Multi-Agent Research
Wave-based knowledge gathering with deferred synthesis. Mined from 300+ real research dispatches — the pattern that consistently produces actionable intelligence.
Core insight: Research breadth-first, synthesize after. Don't draw conclusions from the first 3 results.
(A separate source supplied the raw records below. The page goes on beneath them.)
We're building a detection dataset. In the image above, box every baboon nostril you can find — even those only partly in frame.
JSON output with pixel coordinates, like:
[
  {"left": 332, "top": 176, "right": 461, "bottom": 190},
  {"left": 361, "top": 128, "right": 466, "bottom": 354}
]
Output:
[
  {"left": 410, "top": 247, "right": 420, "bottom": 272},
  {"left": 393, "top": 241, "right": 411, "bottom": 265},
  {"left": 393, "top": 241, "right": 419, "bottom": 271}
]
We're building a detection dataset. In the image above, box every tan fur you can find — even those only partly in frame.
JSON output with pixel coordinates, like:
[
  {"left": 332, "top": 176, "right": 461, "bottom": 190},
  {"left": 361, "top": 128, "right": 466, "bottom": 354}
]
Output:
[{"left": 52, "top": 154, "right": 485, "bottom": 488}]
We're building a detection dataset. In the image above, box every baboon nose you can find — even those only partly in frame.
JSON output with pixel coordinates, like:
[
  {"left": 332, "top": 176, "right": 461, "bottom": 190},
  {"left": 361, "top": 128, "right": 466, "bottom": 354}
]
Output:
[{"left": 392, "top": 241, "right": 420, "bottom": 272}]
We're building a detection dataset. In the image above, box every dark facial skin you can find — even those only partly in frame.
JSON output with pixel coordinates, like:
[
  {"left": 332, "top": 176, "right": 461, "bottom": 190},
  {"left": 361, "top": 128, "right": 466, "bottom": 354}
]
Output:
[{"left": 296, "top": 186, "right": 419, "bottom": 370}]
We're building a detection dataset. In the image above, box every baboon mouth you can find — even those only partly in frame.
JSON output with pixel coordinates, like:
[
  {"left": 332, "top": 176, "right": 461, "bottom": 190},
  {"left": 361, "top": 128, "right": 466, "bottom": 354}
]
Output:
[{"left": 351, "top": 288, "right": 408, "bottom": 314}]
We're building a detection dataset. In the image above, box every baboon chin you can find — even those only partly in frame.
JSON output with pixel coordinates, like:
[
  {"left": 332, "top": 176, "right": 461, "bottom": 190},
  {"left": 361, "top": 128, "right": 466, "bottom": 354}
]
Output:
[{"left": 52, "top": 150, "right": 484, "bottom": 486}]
Deploy agents in waves, accumulate findings, then synthesize with the full picture.
The Process
digraph research {
rankdir=TB;
node [shape=box];
"1. PRIME" [style=filled, fillcolor="#e8e8ff"];
"2. WAVE 1: Broad Sweep" [style=filled, fillcolor="#ffe8e8"];
"3. GAP ANALYSIS" [style=filled, fillcolor="#fff8e0"];
"4. WAVE 2+: Targeted" [style=filled, fillcolor="#ffe8e8"];
"5. SYNTHESIZE" [style=filled, fillcolor="#e8ffe8"];
"6. DECIDE & RECORD" [style=filled, fillcolor="#e8e8ff"];
"1. PRIME" -> "2. WAVE 1: Broad Sweep";
"2. WAVE 1: Broad Sweep" -> "3. GAP ANALYSIS";
"3. GAP ANALYSIS" -> "4. WAVE 2+: Targeted";
"4. WAVE 2+: Targeted" -> "3. GAP ANALYSIS" [label="still gaps", style=dashed];
"3. GAP ANALYSIS" -> "5. SYNTHESIZE" [label="coverage sufficient"];
"5. SYNTHESIZE" -> "6. DECIDE & RECORD";
}
Phase 1: PRIME
Search what you already know before spawning a single agent.
Actions
-
Search Sibyl first:
sibyl search "<research topic>" sibyl search "<related technology>" sibyl search "<prior decision in this area>" -
Check for stale knowledge:
- If Sibyl has entries older than 3 months on fast-moving topics (frameworks, models, cloud services) → research anyway, but use existing knowledge as baseline
- If Sibyl has recent entries → present them first, ask if deeper research is needed
-
Define the research question clearly:
- NOT: "research databases" (too vague)
- YES: "compare PostgreSQL vs CockroachDB for multi-region write-heavy workloads with <10ms p99 latency requirement"
-
Set the research budget:
Depth Agents Time When Quick scan 2-3 2-5 min Known domain, just need latest info Standard 5-10 10-15 min Technology evaluation, architecture options Deep dive 10-30 20-40 min Greenfield decisions, SOTA analysis Exhaustive 30-60+ 40-90 min New project inception, competitive landscape
Phase 2: WAVE 1 — Broad Sweep
Deploy the first wave of agents across the full research surface.
Agent Design Principles
Each agent gets:
- One specific topic (not "research everything about X")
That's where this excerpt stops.